Today, my good friend Rick Falkvinge in his op-ed over at TorrentFreak posted about the Red Flag Act. For those that don’t know, it was a protectionist law enacted in 1865 to slow down steam traction engines, ostensibly because they were a threat, but in reality because they were encroaching on the profits of existing big business. A law to restrict new technology because it was threatening the profitability of the old, gee that sounds familiar!
I find there is not only insignificant evidence that such a restriction is needed, it would be significantly harmful to the future development of technology. It is an attempt to restrict the development of technology, worse, to grant increased powers to those who have a business model that favours the old technological methods and equipment. What it does not do in any form, is encourage any business, or industry to evolve and adapt their business to technology.Such regulation has been attempted before, and a prime example would be the Locomotive Act of 1865. This act required that traction engines would endanger the safety of the public, and thus legislation was introduced to address that apparent danger. This was in the form of severely inconveniencing the adopters of technology, and hoping to dissuade new users. In this acts case, it required a man to walk some distance ahead, with a red flag, to ‘warn’ other road users. The engines were also limited to an extremely slow speed, 4mph in the country, and 2mph in towns. This limited the use of such engines, as it was no quicker than walking, and usually slower (walking pace is 3-3.5mph).
It was not until thirty years later that these laws were repealed, in the 1896 Emancipation Act. One year earlier, the Daimler Motor Company was formed, the UK’s first car company, ten years after Gottlieb Daimler invented the Internal Combustion engine. Without the Locomotive act, the internal combustion engine may have been developed in the UK, and the British Motor Industry started earlier. Ultimately, there is little doubt that the act was significantly harmful to both the industrialisation of the UK, to the technological development and spread of motorised vehicles in the UK, and to the economy of the whole of the UK in the latter half of the 19th Century.
Some have speculated1 that the act was an attempt to prevent the development of the automotive industry, and was led by members of government and highly influential personages with a vested interest in the dominant method of motorised transport of the day – the railways. This despite the actual economic harm the act caused.
Similarly, these proposals are prompted by those with a vested interest in the dominant methods of distribution and dissemination at the present time. They seek to control the extent of the use of a piece of new technology that threatens the viability of their pre-existing business model. The proposals are based in inaccurate and distorted facts, and with exaggeration on the ‘harm’ the new technologies cause, with complete disregard for the advantages, opportunities, and economic benefits afforded by the new technologies.
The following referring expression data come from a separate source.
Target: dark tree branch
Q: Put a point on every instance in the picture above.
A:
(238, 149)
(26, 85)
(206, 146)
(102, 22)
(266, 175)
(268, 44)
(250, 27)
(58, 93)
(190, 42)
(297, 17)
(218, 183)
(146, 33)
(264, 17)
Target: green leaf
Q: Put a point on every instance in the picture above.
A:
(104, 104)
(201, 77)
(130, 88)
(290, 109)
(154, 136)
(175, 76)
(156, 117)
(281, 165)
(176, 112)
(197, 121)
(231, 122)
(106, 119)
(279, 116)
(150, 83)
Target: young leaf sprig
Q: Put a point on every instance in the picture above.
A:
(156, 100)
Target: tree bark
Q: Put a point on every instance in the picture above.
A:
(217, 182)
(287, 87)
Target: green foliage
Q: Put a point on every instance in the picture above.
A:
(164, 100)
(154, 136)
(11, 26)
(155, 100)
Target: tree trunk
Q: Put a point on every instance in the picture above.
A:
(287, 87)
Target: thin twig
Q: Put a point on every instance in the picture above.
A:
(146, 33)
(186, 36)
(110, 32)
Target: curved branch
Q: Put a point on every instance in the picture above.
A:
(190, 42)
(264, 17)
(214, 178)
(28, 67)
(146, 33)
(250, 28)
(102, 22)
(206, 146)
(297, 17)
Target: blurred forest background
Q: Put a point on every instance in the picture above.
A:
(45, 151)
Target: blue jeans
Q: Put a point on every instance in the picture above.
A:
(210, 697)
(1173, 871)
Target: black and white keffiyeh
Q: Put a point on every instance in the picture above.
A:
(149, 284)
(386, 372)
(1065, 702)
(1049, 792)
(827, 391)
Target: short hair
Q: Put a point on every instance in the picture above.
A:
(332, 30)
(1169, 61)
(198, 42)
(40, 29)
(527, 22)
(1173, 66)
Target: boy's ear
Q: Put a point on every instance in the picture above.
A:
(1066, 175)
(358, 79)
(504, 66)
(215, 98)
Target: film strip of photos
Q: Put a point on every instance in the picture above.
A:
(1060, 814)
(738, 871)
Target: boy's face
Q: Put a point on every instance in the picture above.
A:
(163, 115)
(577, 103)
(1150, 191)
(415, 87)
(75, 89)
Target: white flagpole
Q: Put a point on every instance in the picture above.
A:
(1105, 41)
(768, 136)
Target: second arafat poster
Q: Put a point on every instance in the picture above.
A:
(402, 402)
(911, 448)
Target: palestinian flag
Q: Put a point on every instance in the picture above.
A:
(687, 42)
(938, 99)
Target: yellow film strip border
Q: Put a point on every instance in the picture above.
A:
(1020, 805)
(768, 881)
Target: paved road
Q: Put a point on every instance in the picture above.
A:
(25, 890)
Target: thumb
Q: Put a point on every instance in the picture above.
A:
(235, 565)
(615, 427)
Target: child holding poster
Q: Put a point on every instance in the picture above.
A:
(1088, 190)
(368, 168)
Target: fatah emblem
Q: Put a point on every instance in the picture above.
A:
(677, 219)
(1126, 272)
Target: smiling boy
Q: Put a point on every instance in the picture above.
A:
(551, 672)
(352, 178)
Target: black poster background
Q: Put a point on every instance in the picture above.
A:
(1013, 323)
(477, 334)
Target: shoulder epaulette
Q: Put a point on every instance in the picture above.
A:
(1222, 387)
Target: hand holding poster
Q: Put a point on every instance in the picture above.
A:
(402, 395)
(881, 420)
In this case, the traction engines are people’s internet connections, and their ability to share culture. The red flag is the threat of disconnection or throttling merely on the accusation of another (GATSO’s were not common in the 1870’s after all). The prospective motor industry, delayed by needless protectionist regulation are the prospective culture industries that will arise. We can only hope that it will not take present day governments 30 years to see the grave errors of their proposals.